So I have one hell of a huge sense of accomplishment. After months of effort I’ve finally got the first episode of an audio drama podcast I’ve been working on in the bag and it’s something I’m happy with.
It’s been quite the journey to get to this point. So far I’ve had to:
Get audio equipment I was actually happy with.
This might not seem like much, but it ended up taking a good chunk of time. I started out with an Audio Technica 2100 back when I was just thinking of doing a podcast about writing. I then upgraded to a Shure SM7B but for a variety of reasons I could never get that mic to work the way I wanted it to in a home studio setting.
I finally did a microphone shootout of my own and tried a bunch out to see which one worked. There are a lot of mic recommendations out there, but I found that ultimately it takes trying a microphone out in your setup to see how it’s going to work for you. Not all microphones are created equal and suited to the wildly differing environments in a home studio.
I ended up settling on the Rode NTK which I loved, and I’ll probably end up doing a post about my microphone shootout for anyone else out there who’s interested in that sort of thing.
Setting up my home studio
This also took some time. I initially set up my studio in my basement where I keep my office. The problem with that is my fish tank is in the basement along with our furnace which creates a lot of noise. I tried a couple of band-aids to try and get the microphone to work in my home environment, but ultimately I had to change where I worked to suit the recording setup rather than trying to get the recording setup to work in a suboptimal location.
So I moved all my stuff up to a walk-in closet attached to a guest bedroom that hardly ever gets used. The clothes in the walk-in closet were perfect for dampening sound, and it’s on the other side of the house from where most people are living so I can close the door to the closet and the room and have a pretty quiet environment without any sound treatment which is great. Recording in the closet studio has seriously improved the quality immensely.
Of course moving to that location wasn’t without issues. I had to install a monitor in there because the fan from my laptop was making too much noise. So now I have my laptop sitting outside the closet on the other side of the door where it can make all the noise it wants and it doesn’t get picked up by the mic. Meanwhile I have a bluetooth keyboard, magic trackpad, audio interface, microphone on a boom arm, and my iPad set up on a little laptop desk that faces a monitor bolted to the wall.
It works surprisingly well aside from an uncomfortable folding chair, but what can you do?
Learning Adobe Audition
I started out with Audacity and I really wanted to like it, but there were just too many things about it that annoyed me. I’ll probably do an entire post of its own comparing the two, but suffice it to say the difference between Audacity and Adobe Audition is like night and day and well worth the $20 a month Adobe charges.

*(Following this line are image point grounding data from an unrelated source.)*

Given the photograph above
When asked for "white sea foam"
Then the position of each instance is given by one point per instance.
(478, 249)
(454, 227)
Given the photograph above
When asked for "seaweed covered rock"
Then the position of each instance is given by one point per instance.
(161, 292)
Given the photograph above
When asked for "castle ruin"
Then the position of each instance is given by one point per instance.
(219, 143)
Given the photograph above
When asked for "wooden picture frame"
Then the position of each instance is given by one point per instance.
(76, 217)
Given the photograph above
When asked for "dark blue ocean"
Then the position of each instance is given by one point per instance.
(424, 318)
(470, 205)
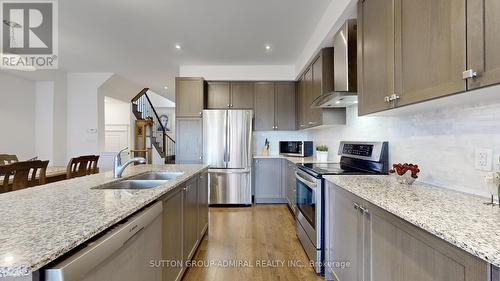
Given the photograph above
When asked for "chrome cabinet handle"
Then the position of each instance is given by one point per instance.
(393, 97)
(360, 208)
(469, 73)
(356, 206)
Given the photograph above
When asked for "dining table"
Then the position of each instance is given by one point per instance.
(52, 174)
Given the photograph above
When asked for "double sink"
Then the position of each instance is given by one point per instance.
(143, 181)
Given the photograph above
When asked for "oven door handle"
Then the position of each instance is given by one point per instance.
(311, 184)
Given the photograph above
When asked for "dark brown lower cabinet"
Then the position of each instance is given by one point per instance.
(379, 246)
(172, 234)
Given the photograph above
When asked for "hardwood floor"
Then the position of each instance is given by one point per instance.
(255, 237)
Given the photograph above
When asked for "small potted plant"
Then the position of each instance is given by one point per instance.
(322, 153)
(405, 173)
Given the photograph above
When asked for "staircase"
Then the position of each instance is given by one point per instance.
(143, 109)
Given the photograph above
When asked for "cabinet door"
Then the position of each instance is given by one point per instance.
(189, 140)
(301, 103)
(242, 95)
(430, 50)
(264, 106)
(345, 228)
(189, 96)
(397, 250)
(202, 204)
(306, 107)
(375, 55)
(190, 209)
(290, 183)
(268, 187)
(284, 113)
(172, 233)
(218, 95)
(483, 29)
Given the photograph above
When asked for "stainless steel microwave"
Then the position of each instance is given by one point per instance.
(296, 148)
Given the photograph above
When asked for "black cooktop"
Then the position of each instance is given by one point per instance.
(319, 169)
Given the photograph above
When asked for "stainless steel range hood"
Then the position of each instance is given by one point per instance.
(344, 68)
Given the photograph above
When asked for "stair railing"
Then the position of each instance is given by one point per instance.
(143, 109)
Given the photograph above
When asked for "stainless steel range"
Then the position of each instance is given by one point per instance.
(357, 158)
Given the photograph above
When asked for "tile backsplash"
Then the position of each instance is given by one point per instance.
(441, 141)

Plus I’m already familiar with Adobe and how their software works so it wasn’t much of a learning curve there.
It was a learning curve getting used to working with audio though. I worked through the entirety of Adobe Audition Classroom in a Book because I wanted to do this right and make sure I knew the software I was using inside and out. I was working through that around the time my daughter was born so it took a month or two to get through the whole thing, but that book is indispensable for anyone considering getting into audio.
Another book I picked up more recently is Making Tracks: A Writer’s Guide to Audiobooks by J. Daniel Sawyer. He goes into just about everything you’ll want to know if you’re interested in doing audiobooks, and all his lessons work just as well for podcasts. Which is great for me since I’m going to be trying out a podiobook model to start and see where things go.

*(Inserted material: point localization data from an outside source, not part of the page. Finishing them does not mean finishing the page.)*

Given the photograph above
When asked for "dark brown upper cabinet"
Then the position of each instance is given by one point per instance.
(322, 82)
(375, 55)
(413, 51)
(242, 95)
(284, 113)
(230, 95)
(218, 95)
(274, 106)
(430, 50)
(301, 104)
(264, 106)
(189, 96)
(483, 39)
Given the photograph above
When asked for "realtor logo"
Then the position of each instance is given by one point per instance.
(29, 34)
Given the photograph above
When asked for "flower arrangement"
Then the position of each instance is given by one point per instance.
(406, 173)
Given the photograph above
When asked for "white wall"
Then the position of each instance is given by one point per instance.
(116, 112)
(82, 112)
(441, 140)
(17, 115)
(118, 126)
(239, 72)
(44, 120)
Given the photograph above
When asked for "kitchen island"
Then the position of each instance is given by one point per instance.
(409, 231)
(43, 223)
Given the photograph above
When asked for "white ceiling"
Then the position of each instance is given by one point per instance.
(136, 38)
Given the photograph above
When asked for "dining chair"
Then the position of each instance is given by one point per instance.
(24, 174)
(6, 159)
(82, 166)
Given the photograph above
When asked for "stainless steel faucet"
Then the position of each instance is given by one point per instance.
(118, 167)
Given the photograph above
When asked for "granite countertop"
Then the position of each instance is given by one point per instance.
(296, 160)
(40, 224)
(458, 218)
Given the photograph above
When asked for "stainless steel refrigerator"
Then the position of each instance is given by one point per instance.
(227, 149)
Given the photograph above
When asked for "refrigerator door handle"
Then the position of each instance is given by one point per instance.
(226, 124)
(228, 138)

Get used to the idea that yes, that’s what my voice sounds like
This was probably the biggest hurdle of the whole experience. I hear these narrators with these clear voices that don’t have much in the bass range, and with my voice I just didn’t like how it sounded. I tried a couple of different microphones and messing around with settings in Audition and eventually…
I came to have peace with the way I sounded. My wife told me it just sounded like me, and she eventually got annoyed when I would play two different files from two different microphones or processed two different ways. She claimed they mostly sounded the same, and I realized that I was overthinking things and I needed to get down to recording and working rather than spending time obsessing over making everything absolutely perfect.
Totally worth it
I’d say all that effort was worth it. I finally have an audio product that I can be proud of and that doesn’t have any lingering audio issues I encountered when I was working with Audacity. Sure I had to learn a whole heck of a lot to get to this point, but if you’re in the independent creator business you have to have a lifelong love of learning or you’re not going to make it very far in the business.
And I’ve discovered that I love working with audio. I enjoy getting into Audition and editing things, and I’m stoked about future projects and hope that all this investment will be worth it as I try to break into audio. Today wasn’t the first step in that process, but it was a big step!